Posted May 17, 2018

Temple joins largest ever US-UK Antarctic scientific field campaign

Spending up to three months on the continent, Assistant Professor Atsuhiro Muto will explore how quickly the massive Thwaites Glacier could collapse.

Assistant Professor Atsuhiro Muto in Antarctica
Photography By: 
College of Science and Technology
Assistant Professor Atsuhiro Muto, pictured here in Antarctica, will travel to the remote Thwaites Glacier on the continent as one of roughly 100 researchers in the largest ever scientific field campaign to study its impact on global sea levels.

A Temple researcher will join the largest ever United States-United Kingdom collaborative scientific field campaign to investigate the forces that could eventually collapse the massive Thwaites Glacier in the West Antarctic Ice Sheet. The Thwaites already accounts for 4 percent of global sea-level rise, so scientists seek to understand how the glacier could potentially disappear in the next several decades or centuries. 

College of Science and Technology Assistant Professor Atsuhiro Muto is a co-principal investigator on two of the eight projects in the initiative, bringing in more than $500,000 in research funding to the Department of Earth and Environmental Science. His work will help scientists understand the factors that could be causing ice at Thwaites to slide into the ocean more easily and, once it meets warm waters, melt and break away more quickly. With roughly 100 scientists, the field campaign is the largest of its kind in terms of manpower. 

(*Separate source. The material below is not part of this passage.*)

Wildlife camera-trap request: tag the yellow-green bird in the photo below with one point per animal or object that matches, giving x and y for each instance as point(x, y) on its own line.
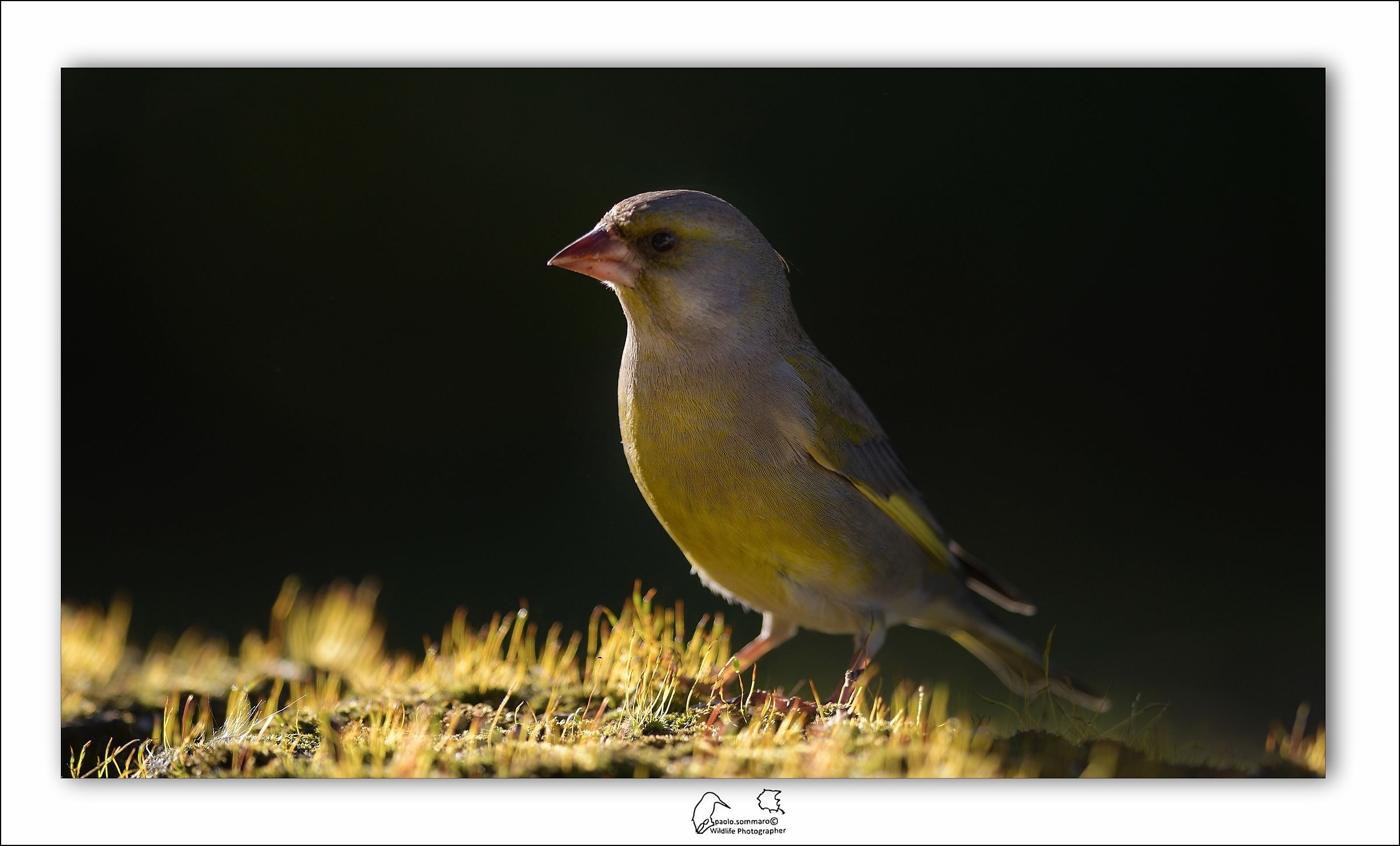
point(760, 458)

Muto, a glaciologist, will conduct seismic and gravity measurements to determine two critically needed data points: the bathymetry, or ocean depth, beneath the Thwaites ice shelf, the portion that floats on the water, and the consistency of the ground beneath the ice sheet, the portion that sits on the land.

“Both of these data points determine how quickly ice will move off of the land and how susceptible floating ice is to melting and thinning caused by warm oceans,” Muto said. “At Thwaites, we just don’t know the depth of the ocean beneath the shelf or if the land beneath the ice sheet is made of soft sediment or hard bedrock.”

One obvious reason hard data for Thwaites is in short supply is that it’s a remote region on a remote continent. To reach it, Muto and his team will first fly to the West Coast and then on to New Zealand. They’ll then be transported by military aircraft to Antarctica’s McMurdo Station and fly more than 1,000 miles to a camp at the head of Thwaites Glacier. Finally, a short hop will take them to the coastal area of the glacier. They will then spend about 50 days on the ice during both the 2019 and 2020 Southern Hemisphere summers. 

Muto, a licensed blaster, will place a series of small explosives during the first few weeks in the field. Then he will set them off and measure the seismic waves that bounce back from the bottom of the ice sheet and ice shelf, as well as from the bottom of the ocean and beneath several layers of rock below the shelf. 

Muto, who has made six previous research expeditions to Antarctica, says his team will likely encounter up to a week of white-out conditions where all work in the field stops. 

“We will be working 12 hours a day to try and stay ahead of the conditions,” said Muto, who will subsist mainly on cheese, bread, salami and energy bars. “It’s not as bad as you might think.”

In addition to Temple, U.S. partners include the University of Alaska Fairbanks, University of Colorado Boulder and the University of Washington. The funding is for eight research projects, of which Muto is a co-principal investigator on Geophysical Habitat of Subglacial Thwaites (GHOST) and Thwaites-Amundsen Regional Survey and Network (TARSAN).